Tadashi Yanai, the billionaire president of Fast Retailing, which owns Uniqlo, told AFP he aimed to open "five to 10 big shops" in Paris, where he had originally planned to launch as far back as 2007 or 2008 "but it takes a long time to get authorisation."

The cheap chic brand popular with designer-conscious Japanese youth currently has a store in an office district on the fringes of the capital, and Yanai set no date for the opening of new stores.

But the new Uniqlo flagship is strategically located near the Garnier Opera house in the centre of a busy tourist and shopping district that is also home to large French department stores Galeries Lafayette and Printemps.

Similar stores have already opened in New York and London. The next high-profile launch is Moscow in spring 2010. There are currently 875 Uniqlo stores worldwide, 761 of them in Japan.

No cost seemed to be spared in the run-up to the Paris launch, with ads on city buses and the underground and even Paris bakers selling the traditional baguette in paper bags announcing the "Tokyo to Paris" launch.

Referring to its European competitors H & M from Sweden and and Zara from Spain, whose lines sell like hot cakes and whose stores too are close to the new 2,000-square-metre (-yard) shop, Yanai said "I think there is a lot of room" for Uniqlo to muscle into the market.

"H & M and Zara just sell fashion. We are different, we are offering high quality clothing," added Yanai, who according to Forbes magazine is Japan's richest man.

"Our philosophy," he said, is that "a shirt, jacket or sweater are just spare parts which an individual combines to express their personality. That is why we seek to sell very basic but very high quality clothes."

He added: "It is up to us to offer products that are sufficiently attractive to seduce customers," citing high-tech items such as clothes made of a fine fabric that gives off heat or a feather-light coat weighing 270 grams (about 10 ounces).
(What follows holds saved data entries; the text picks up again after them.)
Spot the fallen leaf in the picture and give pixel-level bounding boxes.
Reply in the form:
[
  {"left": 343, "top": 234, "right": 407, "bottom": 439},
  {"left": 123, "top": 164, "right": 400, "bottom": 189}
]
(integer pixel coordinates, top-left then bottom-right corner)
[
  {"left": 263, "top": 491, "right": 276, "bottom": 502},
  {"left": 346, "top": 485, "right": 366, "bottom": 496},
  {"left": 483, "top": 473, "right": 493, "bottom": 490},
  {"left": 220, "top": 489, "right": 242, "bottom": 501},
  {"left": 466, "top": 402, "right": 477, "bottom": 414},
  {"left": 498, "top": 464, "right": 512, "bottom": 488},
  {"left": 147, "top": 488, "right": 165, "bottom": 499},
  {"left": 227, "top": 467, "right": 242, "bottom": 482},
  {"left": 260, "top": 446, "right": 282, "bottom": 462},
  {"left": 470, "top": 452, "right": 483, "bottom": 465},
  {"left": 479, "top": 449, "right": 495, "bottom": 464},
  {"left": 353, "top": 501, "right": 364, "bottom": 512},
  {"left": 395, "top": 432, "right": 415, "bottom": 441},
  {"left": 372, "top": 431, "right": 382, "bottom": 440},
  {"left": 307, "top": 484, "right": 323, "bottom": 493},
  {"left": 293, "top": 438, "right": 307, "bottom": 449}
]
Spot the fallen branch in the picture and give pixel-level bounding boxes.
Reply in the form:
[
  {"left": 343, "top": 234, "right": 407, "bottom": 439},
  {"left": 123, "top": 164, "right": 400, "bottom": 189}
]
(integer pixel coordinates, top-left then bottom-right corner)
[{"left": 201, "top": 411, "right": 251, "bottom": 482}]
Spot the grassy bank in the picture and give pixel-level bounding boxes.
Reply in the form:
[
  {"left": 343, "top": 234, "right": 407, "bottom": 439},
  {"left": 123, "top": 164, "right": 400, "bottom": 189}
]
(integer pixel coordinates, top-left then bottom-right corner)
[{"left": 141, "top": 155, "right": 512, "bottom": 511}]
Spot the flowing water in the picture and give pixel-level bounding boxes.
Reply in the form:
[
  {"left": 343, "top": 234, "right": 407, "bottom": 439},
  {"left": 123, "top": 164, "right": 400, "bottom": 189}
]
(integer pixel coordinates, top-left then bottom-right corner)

Uniqlo, known for high-quality basics such as affordable cashmeres with quintessentially Japanese craftsmanship, manufactures its clothes mostly in Asia, in China, Indonesia, Vietnam and Bangladesh.

For the Paris launch, customers are being offered cashmeres at less than 40 euros and men's jeans under 10 euros.

"We are the only company in the world able to offer products of this quality at low cost," Yanai said.